Documentary filmmaker Bruce David Klein had finished shooting for the day when he was told that his subject, Liza Minnelli, wanted to see him privately. He found her sitting on the edge of her bed.
“She grabbed my hand. She started petting it and she looked up at me with those luminous, dark eyes and said, ‘Bruce, don’t put in anything phony in the movie. Don’t make me look like a phony,’” he said.
After years of arguing with his subjects that they needed to be truthful on film, Minnelli’s request was refreshing. And accepted. The result is the unvarnished documentary “Liza: A Truly Terrific Absolutely True Story.”

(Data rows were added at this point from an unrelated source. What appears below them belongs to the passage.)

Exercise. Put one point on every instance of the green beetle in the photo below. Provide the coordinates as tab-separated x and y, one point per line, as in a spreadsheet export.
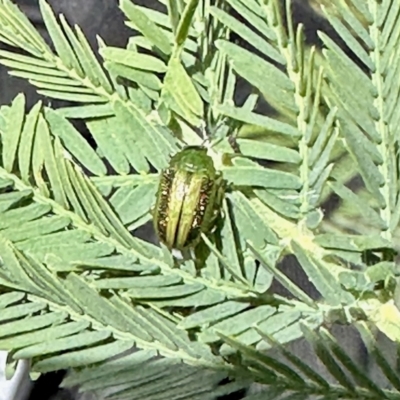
189	198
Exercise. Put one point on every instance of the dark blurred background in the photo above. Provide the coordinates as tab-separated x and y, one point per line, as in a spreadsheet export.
103	18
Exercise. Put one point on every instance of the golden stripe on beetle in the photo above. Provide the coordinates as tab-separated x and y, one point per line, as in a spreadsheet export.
188	199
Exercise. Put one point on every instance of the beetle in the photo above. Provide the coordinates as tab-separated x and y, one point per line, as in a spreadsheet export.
189	198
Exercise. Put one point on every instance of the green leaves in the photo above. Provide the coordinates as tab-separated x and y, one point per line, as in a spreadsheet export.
82	290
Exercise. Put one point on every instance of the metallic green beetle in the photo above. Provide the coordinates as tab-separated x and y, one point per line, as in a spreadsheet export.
188	199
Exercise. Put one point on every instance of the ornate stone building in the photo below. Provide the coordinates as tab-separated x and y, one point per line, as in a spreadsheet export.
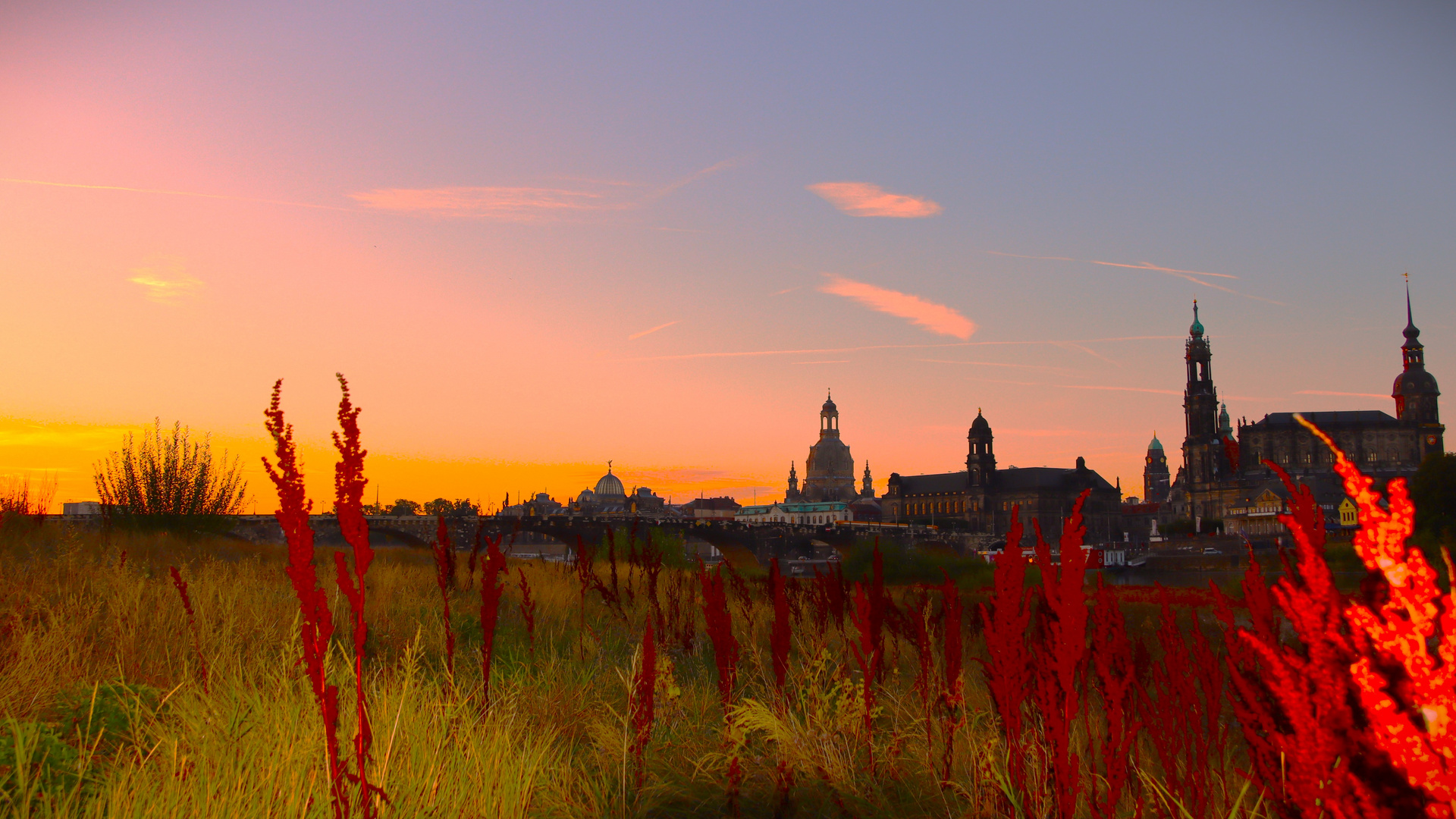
1155	472
829	471
1222	479
981	497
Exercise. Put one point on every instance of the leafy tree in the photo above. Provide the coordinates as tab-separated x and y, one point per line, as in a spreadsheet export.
459	507
402	507
1433	488
169	482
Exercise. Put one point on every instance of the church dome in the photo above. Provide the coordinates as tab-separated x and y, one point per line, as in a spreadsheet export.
981	423
1414	382
610	485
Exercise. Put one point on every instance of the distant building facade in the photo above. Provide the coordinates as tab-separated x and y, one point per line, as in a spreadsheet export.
610	497
1226	477
982	497
814	513
711	509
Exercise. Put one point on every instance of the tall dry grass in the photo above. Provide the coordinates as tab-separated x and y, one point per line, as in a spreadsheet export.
95	651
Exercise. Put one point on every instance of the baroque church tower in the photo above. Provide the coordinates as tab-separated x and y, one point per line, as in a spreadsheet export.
829	471
1155	472
1416	392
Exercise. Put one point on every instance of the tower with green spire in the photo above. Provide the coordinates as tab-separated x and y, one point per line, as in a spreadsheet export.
1416	392
1155	472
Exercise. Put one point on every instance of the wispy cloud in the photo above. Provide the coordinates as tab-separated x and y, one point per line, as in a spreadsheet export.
506	205
1185	275
1117	388
1329	392
695	177
529	203
635	335
748	353
165	280
992	365
937	318
862	199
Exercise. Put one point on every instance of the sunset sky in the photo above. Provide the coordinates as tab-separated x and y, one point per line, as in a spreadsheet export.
541	237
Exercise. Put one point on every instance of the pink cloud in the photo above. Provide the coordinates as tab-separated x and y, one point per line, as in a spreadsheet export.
937	318
509	205
862	199
1329	392
635	335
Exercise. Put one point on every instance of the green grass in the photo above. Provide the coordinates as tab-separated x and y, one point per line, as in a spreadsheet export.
102	711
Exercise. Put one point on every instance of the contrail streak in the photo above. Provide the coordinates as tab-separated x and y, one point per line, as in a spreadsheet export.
1185	275
171	193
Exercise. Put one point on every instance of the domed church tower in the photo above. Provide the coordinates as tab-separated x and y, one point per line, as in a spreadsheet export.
829	471
1155	472
1414	390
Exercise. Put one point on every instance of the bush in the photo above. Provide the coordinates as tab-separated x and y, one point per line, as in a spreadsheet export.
109	711
169	483
34	764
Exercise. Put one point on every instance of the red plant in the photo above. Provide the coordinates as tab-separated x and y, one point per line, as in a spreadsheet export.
316	626
867	654
444	577
780	639
528	610
1312	748
491	588
720	632
877	607
651	563
348	504
1117	673
952	697
718	623
1231	449
1183	708
924	678
1408	697
1008	664
191	623
642	700
1062	621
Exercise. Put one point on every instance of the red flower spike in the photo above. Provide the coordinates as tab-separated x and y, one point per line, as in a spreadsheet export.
780	639
444	566
644	691
718	623
1117	673
1414	719
348	507
491	588
867	654
316	623
1008	667
1063	651
952	697
191	623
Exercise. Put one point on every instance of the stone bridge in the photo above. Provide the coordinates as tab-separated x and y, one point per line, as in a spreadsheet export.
739	542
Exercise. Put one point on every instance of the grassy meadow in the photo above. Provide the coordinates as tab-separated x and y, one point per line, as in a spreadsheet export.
105	711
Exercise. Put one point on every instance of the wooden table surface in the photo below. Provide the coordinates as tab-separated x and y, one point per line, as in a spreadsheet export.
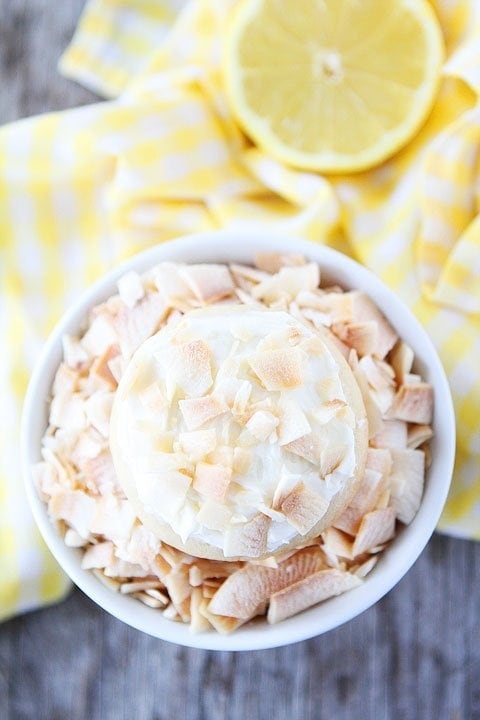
414	656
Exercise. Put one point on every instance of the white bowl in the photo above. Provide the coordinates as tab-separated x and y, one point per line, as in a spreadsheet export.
395	561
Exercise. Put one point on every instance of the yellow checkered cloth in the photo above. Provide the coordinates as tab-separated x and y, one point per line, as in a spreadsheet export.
81	189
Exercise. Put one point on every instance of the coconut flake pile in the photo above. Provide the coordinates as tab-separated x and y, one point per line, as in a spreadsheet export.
85	501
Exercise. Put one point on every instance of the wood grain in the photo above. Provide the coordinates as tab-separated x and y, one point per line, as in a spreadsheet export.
414	656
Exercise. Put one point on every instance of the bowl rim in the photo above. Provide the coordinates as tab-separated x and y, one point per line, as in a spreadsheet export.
395	561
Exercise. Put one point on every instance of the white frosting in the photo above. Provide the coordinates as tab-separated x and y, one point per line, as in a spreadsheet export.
148	420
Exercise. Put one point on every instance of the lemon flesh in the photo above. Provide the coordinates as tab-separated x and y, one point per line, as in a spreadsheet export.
332	85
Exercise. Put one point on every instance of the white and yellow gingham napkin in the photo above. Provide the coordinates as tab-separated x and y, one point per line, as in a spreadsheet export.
81	189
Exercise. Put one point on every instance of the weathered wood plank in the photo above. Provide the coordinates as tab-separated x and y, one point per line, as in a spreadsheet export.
416	655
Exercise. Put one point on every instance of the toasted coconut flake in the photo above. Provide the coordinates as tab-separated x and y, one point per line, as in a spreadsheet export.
242	396
401	360
364	310
272	262
141	548
98	556
309	591
379	460
333	306
148	600
66	380
365	500
153	398
287	283
247	539
246	589
100	335
262	424
337	542
68	411
166	489
374	415
279	369
107	581
328	410
331	458
222	624
341	347
418	434
101	366
406	481
117	366
361	336
158	595
208	282
378	373
212	481
100	476
141	585
242	459
195	576
46	480
199	622
310	447
130	288
177	584
317	318
198	443
75	507
73	539
135	325
392	435
376	527
362	570
413	403
353	359
123	569
191	368
113	517
170	613
98	409
303	508
197	411
214	515
73	353
89	444
411	379
293	423
383	399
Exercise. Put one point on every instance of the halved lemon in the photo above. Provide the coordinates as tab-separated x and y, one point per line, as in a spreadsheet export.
332	85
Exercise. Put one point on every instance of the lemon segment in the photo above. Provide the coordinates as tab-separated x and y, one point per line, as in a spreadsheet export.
332	85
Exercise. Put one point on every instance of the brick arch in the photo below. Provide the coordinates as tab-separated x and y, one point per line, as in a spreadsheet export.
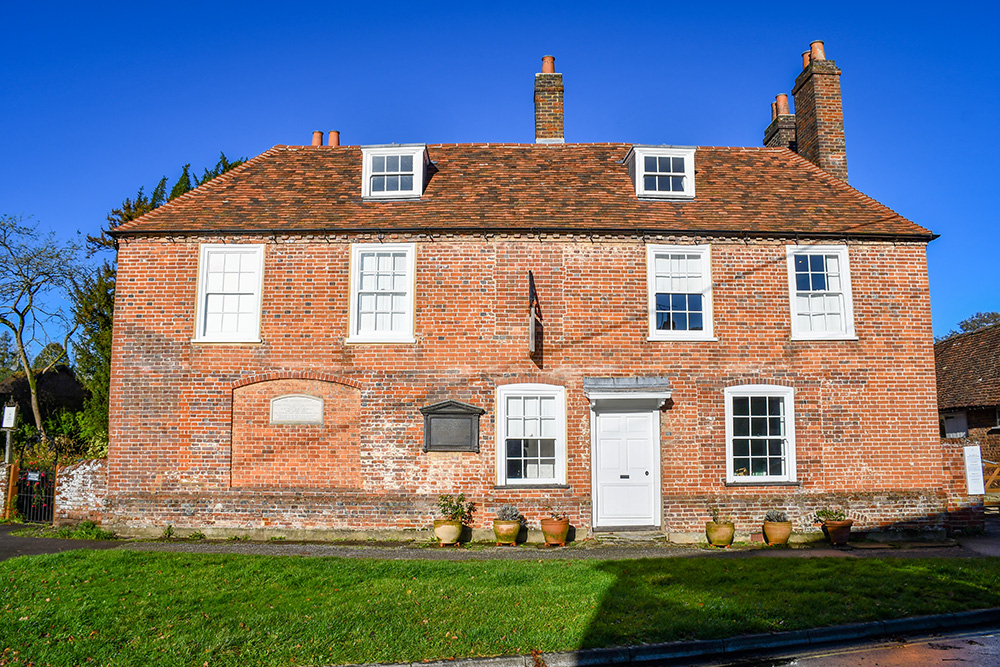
294	375
290	455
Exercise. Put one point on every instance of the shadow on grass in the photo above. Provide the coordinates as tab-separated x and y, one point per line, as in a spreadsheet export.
659	600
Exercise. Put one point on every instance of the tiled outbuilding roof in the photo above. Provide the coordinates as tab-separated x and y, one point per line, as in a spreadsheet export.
529	187
968	369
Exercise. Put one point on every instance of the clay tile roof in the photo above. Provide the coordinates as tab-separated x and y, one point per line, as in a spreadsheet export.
528	187
968	369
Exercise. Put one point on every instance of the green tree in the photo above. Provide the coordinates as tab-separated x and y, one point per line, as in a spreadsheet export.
33	269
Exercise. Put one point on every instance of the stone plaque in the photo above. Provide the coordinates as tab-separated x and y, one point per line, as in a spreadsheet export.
297	409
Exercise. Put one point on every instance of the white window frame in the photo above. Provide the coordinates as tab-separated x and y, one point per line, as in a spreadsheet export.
530	390
759	390
419	154
403	336
252	335
705	255
637	169
848	332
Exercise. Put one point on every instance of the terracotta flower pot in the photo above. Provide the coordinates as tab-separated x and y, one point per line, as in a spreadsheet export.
777	532
555	531
506	531
720	534
839	532
447	531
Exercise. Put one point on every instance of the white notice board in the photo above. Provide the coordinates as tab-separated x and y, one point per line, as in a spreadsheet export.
974	471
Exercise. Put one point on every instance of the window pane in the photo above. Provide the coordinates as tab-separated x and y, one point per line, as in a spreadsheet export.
513	448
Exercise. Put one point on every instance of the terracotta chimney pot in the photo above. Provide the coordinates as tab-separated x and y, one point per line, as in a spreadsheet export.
781	102
816	50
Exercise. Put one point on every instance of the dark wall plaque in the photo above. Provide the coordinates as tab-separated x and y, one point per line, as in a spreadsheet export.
451	426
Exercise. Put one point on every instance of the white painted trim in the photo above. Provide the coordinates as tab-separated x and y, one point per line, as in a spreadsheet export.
200	295
419	154
791	252
637	155
532	389
751	390
654	334
656	445
353	335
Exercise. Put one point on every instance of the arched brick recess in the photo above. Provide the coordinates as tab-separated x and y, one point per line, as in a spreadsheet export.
291	456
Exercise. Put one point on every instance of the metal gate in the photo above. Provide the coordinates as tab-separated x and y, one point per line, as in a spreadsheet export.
35	492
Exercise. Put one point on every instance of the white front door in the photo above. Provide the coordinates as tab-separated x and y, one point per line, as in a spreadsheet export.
626	469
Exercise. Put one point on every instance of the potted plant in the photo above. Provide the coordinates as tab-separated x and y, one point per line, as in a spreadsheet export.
835	524
456	513
507	525
777	527
720	529
555	528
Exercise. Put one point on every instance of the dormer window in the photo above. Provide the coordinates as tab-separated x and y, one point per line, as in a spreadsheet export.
663	172
395	171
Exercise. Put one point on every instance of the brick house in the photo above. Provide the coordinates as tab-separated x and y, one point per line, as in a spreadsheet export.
968	382
329	336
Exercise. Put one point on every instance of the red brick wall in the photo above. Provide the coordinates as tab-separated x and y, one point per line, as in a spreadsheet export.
866	420
80	491
324	456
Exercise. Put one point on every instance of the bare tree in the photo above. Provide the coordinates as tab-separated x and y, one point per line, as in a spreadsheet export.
34	269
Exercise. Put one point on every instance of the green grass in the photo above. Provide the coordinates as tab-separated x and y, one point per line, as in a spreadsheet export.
88	530
133	608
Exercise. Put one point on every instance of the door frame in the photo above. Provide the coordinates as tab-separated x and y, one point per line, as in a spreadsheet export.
639	402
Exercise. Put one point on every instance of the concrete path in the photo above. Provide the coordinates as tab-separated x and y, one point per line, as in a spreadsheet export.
970	547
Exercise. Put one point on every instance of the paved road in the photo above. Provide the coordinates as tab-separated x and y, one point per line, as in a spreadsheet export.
980	649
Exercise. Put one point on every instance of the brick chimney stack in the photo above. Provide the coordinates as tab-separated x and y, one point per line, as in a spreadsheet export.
781	131
816	129
819	113
548	104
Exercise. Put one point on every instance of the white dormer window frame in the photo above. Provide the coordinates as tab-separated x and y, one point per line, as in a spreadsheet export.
393	171
662	172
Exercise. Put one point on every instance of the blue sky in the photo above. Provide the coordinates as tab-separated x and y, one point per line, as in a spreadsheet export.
101	98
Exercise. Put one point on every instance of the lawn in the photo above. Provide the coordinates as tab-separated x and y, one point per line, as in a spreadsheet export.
132	608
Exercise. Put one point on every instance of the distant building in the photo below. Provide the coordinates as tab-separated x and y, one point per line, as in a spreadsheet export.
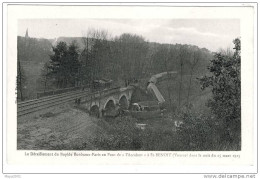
26	34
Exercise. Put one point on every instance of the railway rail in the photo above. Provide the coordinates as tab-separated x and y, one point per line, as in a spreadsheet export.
30	106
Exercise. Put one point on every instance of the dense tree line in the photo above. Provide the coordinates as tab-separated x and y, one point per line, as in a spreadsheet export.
123	58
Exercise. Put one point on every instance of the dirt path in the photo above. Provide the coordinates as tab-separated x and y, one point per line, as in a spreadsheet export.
59	128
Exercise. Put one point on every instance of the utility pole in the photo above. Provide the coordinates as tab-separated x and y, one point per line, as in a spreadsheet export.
20	79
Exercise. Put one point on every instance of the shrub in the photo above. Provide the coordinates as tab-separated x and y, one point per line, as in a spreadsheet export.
225	84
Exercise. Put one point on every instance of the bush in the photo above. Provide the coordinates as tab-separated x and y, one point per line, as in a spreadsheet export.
225	84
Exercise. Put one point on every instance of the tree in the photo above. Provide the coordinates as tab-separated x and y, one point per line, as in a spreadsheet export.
64	64
225	84
20	80
195	59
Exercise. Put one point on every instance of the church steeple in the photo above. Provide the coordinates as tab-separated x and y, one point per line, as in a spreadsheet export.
26	34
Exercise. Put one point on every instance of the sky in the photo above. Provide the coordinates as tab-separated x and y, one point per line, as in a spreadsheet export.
213	34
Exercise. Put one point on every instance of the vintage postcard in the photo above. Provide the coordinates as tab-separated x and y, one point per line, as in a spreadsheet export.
165	85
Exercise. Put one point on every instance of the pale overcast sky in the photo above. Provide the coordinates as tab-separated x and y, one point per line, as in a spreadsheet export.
208	33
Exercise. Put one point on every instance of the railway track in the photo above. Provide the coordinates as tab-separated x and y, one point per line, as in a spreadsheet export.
30	106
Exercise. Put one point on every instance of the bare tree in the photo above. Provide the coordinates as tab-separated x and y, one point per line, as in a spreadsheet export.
20	80
181	57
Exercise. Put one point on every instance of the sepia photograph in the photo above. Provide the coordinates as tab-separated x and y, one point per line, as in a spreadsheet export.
130	88
129	84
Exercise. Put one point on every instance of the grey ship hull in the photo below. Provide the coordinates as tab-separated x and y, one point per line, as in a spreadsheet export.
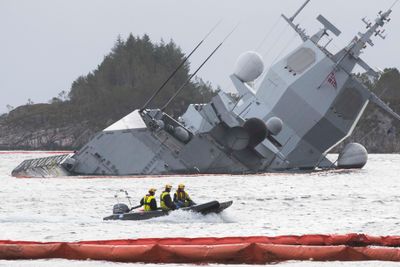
307	103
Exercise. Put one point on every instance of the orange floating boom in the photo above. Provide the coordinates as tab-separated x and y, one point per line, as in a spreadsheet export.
234	250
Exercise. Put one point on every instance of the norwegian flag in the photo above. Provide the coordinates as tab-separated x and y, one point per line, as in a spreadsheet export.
332	79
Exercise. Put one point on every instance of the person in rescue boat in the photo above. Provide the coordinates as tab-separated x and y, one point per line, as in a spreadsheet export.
165	199
149	201
182	198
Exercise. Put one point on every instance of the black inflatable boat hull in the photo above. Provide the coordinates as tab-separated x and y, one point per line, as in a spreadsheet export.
206	208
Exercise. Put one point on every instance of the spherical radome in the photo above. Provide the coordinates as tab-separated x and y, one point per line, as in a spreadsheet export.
249	66
353	156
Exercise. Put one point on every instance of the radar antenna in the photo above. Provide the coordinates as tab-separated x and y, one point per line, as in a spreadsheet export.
373	29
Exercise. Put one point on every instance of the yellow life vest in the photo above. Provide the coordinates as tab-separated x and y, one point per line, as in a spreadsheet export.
147	200
182	196
162	202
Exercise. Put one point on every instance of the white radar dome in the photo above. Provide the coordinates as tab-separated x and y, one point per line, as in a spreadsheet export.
249	66
353	156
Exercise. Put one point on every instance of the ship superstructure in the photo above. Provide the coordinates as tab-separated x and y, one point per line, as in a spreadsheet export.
307	103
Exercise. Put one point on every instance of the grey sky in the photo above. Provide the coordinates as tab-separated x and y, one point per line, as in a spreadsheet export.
47	44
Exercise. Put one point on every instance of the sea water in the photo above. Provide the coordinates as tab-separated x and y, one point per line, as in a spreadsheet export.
329	202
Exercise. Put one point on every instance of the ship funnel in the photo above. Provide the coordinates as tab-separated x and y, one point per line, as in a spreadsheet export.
249	67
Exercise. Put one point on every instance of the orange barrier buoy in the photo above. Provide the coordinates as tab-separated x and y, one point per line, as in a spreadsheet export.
238	250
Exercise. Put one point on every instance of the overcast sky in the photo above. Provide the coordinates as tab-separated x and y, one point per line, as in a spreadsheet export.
45	45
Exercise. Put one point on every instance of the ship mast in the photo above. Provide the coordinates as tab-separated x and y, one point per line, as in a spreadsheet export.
359	44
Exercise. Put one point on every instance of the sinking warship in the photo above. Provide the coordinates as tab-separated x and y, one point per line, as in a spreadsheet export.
306	104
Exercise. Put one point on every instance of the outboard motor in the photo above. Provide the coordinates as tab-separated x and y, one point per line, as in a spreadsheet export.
120	208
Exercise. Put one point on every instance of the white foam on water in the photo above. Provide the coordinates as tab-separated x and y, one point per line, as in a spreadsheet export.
356	201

The film, which lands on PBS today as part of its American Masters series, offers fresh insight into an EGOT winner who overcame addiction, insecurity and the shadow of her mother — Judy Garland — to become a beloved American icon.
“We could probably have made three dozen different films on Liza’s life,” says Klein, who previously made documentaries on Meat Loaf and Carl Icahn. “It’s a big epic subject that she is.”
Klein uses old performance clips and new interviews with friends and admirers such as Ben Vereen, Mia Farrow, Chita Rivera, George Hamilton, Joel Grey, John Kander, Darren Criss and Michael Feinstein — plus revealing sit-downs with Minnelli herself.
A light bulb went on when he and Minnelli, 78, first sat down and he asked her about Fred Ebb, lyricist half of the legendary Broadway songwriting duo with Kander that wrote “Cabaret” and “Chicago.”
“Oh, Freddy,” she said. “He invented me.”
From there, Klein realized that Minnelli had leaned on five key mentors after her mother died in 1969, people who helped shape the then-raw performer — Ebb, Kay Thompson, Charles Aznavour, Bob Fosse and designer Halston.
“I think the greatest gift that these mentors gave to her was confidence — self-confidence,” says Klein.